Where are we all running?
Be it an existential question or just a pragmatic one in between fashion week events, this was the query guests left the Sunnei show with.
Once again, founders Loris Messina and Simone Rizzo came up with an entertaining concept to present their latest collection, having their models sprinting down a street in Milan’s southern area instead of simply walking.
Messina’s and Rizzo’s coed lineup demanded instant attention, as it marked another evolutionary step of the brand’s signature ‘90s lexicon via introduction of tailoring, knitwear experimentations and new bold accessories that will further beef up its successful business in the category.
Silhouettes swung from stiff tailored suits in boxy proportions to the full-on volumes of roomy pants and relaxed long dresses. Chenille knitwear was developed in different graphics ranging from wavy motifs to popping 3D effects, while sweaters covered in rubberized fringes bouncing at every stride made for the Instagram post of the show.

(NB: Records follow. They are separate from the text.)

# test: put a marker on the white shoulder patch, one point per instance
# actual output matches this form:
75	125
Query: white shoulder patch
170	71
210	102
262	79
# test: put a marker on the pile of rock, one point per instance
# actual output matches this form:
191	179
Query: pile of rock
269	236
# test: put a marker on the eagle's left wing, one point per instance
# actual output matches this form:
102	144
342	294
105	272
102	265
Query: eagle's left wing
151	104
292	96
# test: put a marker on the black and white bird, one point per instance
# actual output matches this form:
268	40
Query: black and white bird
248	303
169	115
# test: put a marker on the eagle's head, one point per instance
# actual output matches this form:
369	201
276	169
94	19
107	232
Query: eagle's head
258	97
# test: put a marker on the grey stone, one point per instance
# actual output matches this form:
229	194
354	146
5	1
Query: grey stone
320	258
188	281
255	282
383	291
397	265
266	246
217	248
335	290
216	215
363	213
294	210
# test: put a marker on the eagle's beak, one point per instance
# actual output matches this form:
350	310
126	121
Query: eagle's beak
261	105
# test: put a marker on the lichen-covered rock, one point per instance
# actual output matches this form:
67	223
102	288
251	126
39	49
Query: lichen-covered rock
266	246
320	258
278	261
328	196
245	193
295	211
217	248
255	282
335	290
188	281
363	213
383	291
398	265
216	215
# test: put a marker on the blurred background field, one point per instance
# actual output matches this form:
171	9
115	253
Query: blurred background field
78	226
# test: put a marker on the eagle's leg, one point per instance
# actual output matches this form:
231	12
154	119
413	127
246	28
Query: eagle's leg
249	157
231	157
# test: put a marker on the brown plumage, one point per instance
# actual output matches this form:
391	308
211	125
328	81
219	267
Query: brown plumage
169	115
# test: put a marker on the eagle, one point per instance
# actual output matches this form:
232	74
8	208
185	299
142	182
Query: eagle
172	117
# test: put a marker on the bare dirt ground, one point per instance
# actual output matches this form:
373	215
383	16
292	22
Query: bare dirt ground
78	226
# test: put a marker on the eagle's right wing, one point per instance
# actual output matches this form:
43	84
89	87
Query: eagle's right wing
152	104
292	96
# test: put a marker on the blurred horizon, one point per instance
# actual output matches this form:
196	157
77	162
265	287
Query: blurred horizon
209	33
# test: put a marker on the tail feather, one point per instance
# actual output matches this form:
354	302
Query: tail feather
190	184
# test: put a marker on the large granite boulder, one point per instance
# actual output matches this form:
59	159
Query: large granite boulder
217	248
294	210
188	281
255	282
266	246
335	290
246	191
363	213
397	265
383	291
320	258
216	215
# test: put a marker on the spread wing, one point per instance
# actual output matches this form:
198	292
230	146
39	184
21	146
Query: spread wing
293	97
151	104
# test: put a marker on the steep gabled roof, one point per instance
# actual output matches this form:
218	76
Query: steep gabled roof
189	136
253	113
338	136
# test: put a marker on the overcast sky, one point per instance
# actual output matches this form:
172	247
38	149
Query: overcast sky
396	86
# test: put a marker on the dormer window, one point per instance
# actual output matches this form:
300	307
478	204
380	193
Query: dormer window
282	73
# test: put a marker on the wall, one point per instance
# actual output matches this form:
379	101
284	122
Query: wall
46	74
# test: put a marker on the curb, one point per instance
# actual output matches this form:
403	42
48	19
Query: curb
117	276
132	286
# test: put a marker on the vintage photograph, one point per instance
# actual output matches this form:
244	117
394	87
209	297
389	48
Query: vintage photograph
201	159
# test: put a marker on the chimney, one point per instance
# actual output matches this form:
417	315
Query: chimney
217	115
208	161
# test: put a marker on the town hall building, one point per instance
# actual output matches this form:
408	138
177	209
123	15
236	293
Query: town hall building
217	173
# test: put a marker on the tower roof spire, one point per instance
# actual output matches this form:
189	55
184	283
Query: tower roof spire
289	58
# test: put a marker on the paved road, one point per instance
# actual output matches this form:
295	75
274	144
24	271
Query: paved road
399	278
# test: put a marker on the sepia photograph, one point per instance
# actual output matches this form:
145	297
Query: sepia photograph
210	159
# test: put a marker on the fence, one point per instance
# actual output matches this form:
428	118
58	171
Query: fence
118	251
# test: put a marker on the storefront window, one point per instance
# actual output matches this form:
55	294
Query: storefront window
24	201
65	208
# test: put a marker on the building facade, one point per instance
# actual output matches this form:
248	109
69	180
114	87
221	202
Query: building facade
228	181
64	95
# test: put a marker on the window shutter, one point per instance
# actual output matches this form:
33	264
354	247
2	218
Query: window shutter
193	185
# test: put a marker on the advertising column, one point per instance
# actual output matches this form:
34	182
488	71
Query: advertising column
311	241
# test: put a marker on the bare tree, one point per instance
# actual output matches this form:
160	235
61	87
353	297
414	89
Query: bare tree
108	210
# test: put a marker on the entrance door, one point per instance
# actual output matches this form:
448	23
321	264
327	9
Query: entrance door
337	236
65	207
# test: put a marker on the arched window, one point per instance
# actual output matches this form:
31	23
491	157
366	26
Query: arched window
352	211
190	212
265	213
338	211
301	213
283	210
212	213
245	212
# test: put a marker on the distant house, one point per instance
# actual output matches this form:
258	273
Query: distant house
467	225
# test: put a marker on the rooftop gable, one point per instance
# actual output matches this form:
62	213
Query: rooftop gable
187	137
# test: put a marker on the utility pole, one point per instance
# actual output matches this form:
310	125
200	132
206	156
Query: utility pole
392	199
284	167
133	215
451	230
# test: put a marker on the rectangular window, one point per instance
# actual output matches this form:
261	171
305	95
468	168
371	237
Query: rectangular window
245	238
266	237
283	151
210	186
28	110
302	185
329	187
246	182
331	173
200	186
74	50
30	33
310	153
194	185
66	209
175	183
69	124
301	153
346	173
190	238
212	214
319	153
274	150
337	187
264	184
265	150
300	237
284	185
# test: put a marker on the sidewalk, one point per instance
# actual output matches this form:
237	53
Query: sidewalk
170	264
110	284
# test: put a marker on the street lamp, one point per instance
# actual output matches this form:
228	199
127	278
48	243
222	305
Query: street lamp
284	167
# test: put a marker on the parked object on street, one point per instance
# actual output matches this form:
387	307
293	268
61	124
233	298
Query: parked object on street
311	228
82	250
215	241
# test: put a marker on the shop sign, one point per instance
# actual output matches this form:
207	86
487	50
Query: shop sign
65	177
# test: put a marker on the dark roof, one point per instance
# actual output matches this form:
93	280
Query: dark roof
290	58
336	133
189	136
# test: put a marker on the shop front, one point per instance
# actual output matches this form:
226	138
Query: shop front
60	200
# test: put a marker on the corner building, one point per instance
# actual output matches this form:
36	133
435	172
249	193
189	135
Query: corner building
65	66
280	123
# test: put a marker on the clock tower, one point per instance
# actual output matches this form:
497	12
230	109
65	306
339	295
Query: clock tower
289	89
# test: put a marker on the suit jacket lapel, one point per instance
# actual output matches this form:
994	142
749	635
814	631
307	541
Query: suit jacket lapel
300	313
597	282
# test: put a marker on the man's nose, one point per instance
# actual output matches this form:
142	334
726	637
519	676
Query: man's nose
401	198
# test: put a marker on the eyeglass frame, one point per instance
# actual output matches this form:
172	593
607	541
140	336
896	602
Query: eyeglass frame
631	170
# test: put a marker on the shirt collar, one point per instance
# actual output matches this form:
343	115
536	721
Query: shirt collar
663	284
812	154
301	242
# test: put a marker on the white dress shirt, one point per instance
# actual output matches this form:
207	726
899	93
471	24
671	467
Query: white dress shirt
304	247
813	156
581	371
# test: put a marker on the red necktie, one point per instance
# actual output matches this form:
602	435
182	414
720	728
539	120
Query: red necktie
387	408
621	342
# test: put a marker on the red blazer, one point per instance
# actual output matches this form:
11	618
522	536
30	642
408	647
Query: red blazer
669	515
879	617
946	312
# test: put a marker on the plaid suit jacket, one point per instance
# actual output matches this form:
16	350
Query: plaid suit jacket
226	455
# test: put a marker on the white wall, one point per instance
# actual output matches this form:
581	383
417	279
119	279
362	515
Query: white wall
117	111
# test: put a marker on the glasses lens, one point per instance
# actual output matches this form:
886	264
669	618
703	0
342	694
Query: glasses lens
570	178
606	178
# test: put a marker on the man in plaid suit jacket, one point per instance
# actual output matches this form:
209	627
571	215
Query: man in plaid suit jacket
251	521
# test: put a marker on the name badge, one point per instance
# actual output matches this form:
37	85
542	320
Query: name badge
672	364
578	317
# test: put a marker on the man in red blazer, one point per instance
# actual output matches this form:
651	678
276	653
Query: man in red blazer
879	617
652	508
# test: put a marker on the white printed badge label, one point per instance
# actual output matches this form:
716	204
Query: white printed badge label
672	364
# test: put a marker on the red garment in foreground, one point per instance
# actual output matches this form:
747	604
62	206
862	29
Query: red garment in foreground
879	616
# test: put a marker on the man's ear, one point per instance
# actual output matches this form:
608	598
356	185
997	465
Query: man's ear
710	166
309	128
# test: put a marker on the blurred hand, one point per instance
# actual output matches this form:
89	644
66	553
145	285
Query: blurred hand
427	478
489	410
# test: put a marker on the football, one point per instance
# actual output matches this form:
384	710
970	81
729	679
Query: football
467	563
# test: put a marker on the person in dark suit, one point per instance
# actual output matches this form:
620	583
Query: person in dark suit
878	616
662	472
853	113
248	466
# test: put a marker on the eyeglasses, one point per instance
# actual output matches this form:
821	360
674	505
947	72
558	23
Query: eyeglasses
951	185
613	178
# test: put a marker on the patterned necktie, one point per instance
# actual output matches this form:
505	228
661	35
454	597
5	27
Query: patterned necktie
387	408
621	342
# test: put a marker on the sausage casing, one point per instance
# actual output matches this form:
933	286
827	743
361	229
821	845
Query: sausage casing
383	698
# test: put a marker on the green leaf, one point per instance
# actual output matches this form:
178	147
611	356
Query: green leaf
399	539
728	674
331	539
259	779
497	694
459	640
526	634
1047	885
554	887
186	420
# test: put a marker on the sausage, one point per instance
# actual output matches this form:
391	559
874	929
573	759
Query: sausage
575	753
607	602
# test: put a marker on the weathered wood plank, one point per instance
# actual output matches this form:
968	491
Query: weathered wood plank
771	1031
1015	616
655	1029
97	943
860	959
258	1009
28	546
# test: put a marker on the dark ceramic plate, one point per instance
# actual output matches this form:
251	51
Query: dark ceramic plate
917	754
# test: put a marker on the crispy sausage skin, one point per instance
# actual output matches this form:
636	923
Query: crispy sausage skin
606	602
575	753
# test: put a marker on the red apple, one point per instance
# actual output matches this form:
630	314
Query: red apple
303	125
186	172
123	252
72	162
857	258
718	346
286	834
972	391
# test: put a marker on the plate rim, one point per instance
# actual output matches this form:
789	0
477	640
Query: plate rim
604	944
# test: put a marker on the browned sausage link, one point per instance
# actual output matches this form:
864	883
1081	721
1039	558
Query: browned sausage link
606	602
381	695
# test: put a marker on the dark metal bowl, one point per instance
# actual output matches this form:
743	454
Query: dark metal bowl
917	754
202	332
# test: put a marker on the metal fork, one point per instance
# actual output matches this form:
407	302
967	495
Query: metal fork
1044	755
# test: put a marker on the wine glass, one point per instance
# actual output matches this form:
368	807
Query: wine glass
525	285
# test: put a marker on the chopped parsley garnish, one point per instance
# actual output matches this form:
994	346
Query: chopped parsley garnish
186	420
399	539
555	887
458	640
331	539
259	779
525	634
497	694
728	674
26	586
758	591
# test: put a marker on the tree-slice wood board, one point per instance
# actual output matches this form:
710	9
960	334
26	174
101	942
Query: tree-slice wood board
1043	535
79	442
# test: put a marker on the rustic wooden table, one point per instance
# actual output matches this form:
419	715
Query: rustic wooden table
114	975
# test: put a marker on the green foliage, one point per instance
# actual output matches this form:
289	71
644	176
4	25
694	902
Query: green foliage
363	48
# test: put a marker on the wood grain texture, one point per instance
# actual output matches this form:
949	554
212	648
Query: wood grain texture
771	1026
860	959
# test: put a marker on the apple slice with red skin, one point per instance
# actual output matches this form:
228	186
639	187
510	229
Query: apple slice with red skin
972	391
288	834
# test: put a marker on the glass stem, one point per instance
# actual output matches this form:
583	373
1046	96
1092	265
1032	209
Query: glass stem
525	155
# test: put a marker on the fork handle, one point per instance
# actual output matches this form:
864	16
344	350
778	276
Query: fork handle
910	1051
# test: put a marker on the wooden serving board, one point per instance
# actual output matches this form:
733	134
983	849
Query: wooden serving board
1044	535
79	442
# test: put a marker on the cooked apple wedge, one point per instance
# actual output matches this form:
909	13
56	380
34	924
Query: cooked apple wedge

While colorful second-skin jersey pieces added to Sunnei’s recurrent activewear influence — even more fitting in this context — for the first time, silicon studs (thus far relegated to its 1000Chiodi sneakers) took over apparel and bags, too.
About those accessories, who could expect glittery platforms as running shoe option? The design complemented handbags made of scented rubber strips and a minaudière shaped after Milan’s Torre Velasca skyscraper.
There were lots of fun elements, but a serious undertone could be traced in Messina’s and Rizzo’s lesson on mindfulness, too. After two years of pandemic, the fashion industry’s promises of slowing down mainly vanished and a new conflict unfolding under our eyes: where are we running, indeed?